Mr Farrakhan was eventually allowed to board the plane where he fell asleep - and woke up still on the ground.
"There was a problem that morning with filling the plane with fuel. There were clouds over Johannesburg so we needed more fuel to circle. We had to pay that in cash, and there must be some sort of counterfeit problem going on here because they had to check all the money.
They had timed their flight so they could easily make a 9.30 appointment with Mr Mandela, he said, but they did not get off the ground until 6.30 a.m.
Despite his reputation as a racist firebrand, Mr Farrakhan spoke calmly, illustrating his talk with the kind of downhome parables so beloved of American politicians. And yet, apart from the tone, it was hard for journalists present to differentiate Mr Farrakhan's detailed "explanation" from the familiar strains of the old African colonial rant.
In general, the white media has questioned Mr Mandela's decision to meet Mr Farrakhan, whose supporters have in the past called for the extermination of whites and Jews. Archbishop Desmond Tutu, for one, politely declined to meet him, saying he did not have time.
Not surprisingly, South African blacks are more inclined to take an indulgent view of the man who, following his Million Man March last year, now seems to lead black America in its struggle for empowerment. The country's leading black newspaper, the Sowetan, yesterday led its front page with an approving report that seemed to endorse Mr Farrakhan's denial that he is racist or sexist. Inside it published a letter from a black reader in Johannesburg.
"He [Mr Farrakhan] says the Jews keep pushing the Holocaust story to get sympathy for themselves but deliberately ignore the horror of the American slave trade in which they played a part and also the brutalisation of the Palestinians. Isn't this true?
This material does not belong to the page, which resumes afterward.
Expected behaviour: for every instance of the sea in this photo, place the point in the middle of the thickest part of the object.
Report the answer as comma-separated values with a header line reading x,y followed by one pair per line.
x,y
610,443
"Farrakhan made some fiery, and by his own admission, ill considered speeches in the early 80s from which the Jewish controlled media extracted certain parts in order to harass and discredit him in the same way that those who pronounced one settler, one bullet were."
The latter is a reference to the Pan African Congress, which in the early 1990s organised a number of machine gun attacks on white civilians and families, including the massacre of 13 people in a Cape Town church in 1993. Coincidentally, Mr Farrakhan's visit to South Africa was organised by the PAC leader, Mr !Khoisan X (the exclamation mark represents a click sound in the "Bushman Hottentot" Khoisan languages), formerly Mr Benny Alexander.